Spring roll wrappers go WAY beyond wrapping! With just 33 calories each and a simple ingredient list
of flour, water and salt, they add a splash of uniqueness to any dish. Gluten-free rice
paper wrappers work incredibly well too. The wrappers make great casings
for spring and summer rolls (as highlighted below), but check out all the other
ways you can enjoy them!
Soup and Salad
Topping:
Shred wrappers or cut into very thin strips. Transfer strips to a bowl and add
a little olive oil. Toss to coat.

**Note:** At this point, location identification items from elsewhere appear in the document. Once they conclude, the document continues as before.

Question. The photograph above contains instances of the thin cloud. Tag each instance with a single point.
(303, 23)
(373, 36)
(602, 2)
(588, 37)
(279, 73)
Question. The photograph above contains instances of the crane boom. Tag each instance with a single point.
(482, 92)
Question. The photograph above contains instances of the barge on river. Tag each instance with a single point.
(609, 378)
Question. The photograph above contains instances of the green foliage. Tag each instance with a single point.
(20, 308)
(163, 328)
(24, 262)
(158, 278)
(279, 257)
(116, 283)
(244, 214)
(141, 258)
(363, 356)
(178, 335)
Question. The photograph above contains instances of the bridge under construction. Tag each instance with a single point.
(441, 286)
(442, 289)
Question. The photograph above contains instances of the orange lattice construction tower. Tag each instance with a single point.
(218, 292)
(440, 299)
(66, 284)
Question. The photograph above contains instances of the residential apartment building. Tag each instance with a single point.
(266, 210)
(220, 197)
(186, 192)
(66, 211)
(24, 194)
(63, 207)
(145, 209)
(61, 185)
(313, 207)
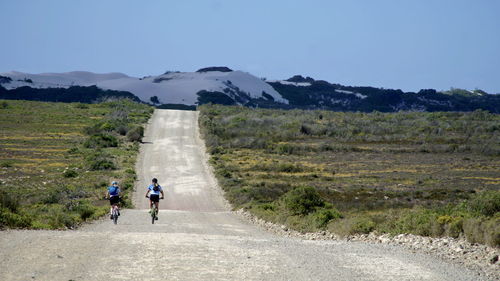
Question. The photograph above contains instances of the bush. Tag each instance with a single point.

Arrange strips on a baking sheet, in a single
layer, and bake at 375 degrees for 4-6 minutes, until golden brown and crisp.
Once cool, sprinkle over soups and salads.
Face Towel
Noodles:
Traditional Thai dish boasting noodles that are almost the size of wash cloths!
Cut spring roll wrappers into thick strips; add to stir fries with mixed
vegetables and prepared Asian sauces, such as black bean, Thai peanut, spicy
Thai with fruit (like pineapple or mango), or Korean sweet and spicy.
Dessert Tostada: Arrange
wrappers on a baking sheet, in a single layer, and sprinkle granulated sugar
over top. Bake at 375 degrees for 4 minutes, until golden brown and crisp.
Arrange on a plate and top with fresh berries and whipped cream or light
whipped topping.
Huge Ravioli: Top softened
wrappers with a mixture of part-skim ricotta cheese, mozzarella cheese, frozen
and thawed chopped spinach, and Italian seasoning. Fold over one side and pinch
the edges together to seal. Steam in a colander over simmering water until
cheese melts. Serve with pasta sauce and grated parmesan cheese. For toasted
ravioli, arrange the filled wrappers on a baking sheet that’s been coated with
cooking spray. Bake at 375 degrees for 8-10 minutes, until golden brown.
Chips and Dip: Cut wrappers
into triangles and arrange on a baking sheet. Spray with cooking spray and
season with salt and black pepper. Bake at 375 degrees for 4-6 minutes, until
golden brown and crisp. Serve with your favorite light dip or hummus.
Vegan Sausage
Wrap:
Use softened wrappers as a casing for vegetarian sausage (made with mixed
vegetables, wheat gluten, and herbs like fennel, chili powder, paprika,
oregano, and allspice).
Summer Rolls*: Fill softened
wrappers with a mixture of softened (water soaked) cellophane noodles, shredded
carrots, zucchini and yellow squash, green onions, and cilantro. Season the
filling with soy sauce and seasoned rice vinegar. Tightly roll up wrappers. Serve
a prepared Asian sauce on the side for dipping.
Spring Rolls*: Fill softened
wrappers with sautéed shredded red cabbage or cole slaw mix (seasoned with
hoisin, soy or teriyaki sauce), cubed tofu, cooked chicken or pork, thinly sliced
bell pepper, and grated fresh ginger. Roll up and place on a baking sheet that’s
been coated with cooking spray. Spray the rolls with cooking spray and bake at
375 degrees for 6-8 minutes, until golden brown. Serve with hoisin sauce on the
side for dipping.
*When making spring and summer
rolls, for the best results, soften the wrappers in water (as directed on the
package), use fresh ingredients in the filling, and roll up tight. Don’t soak the wrappers, just moisten them or
they’ll be a struggle to work with! Then, place your fillings down the middle,
leaving room around the edges. Fold over one side to cover the filling. Fold in
the sides and then finish rolling up.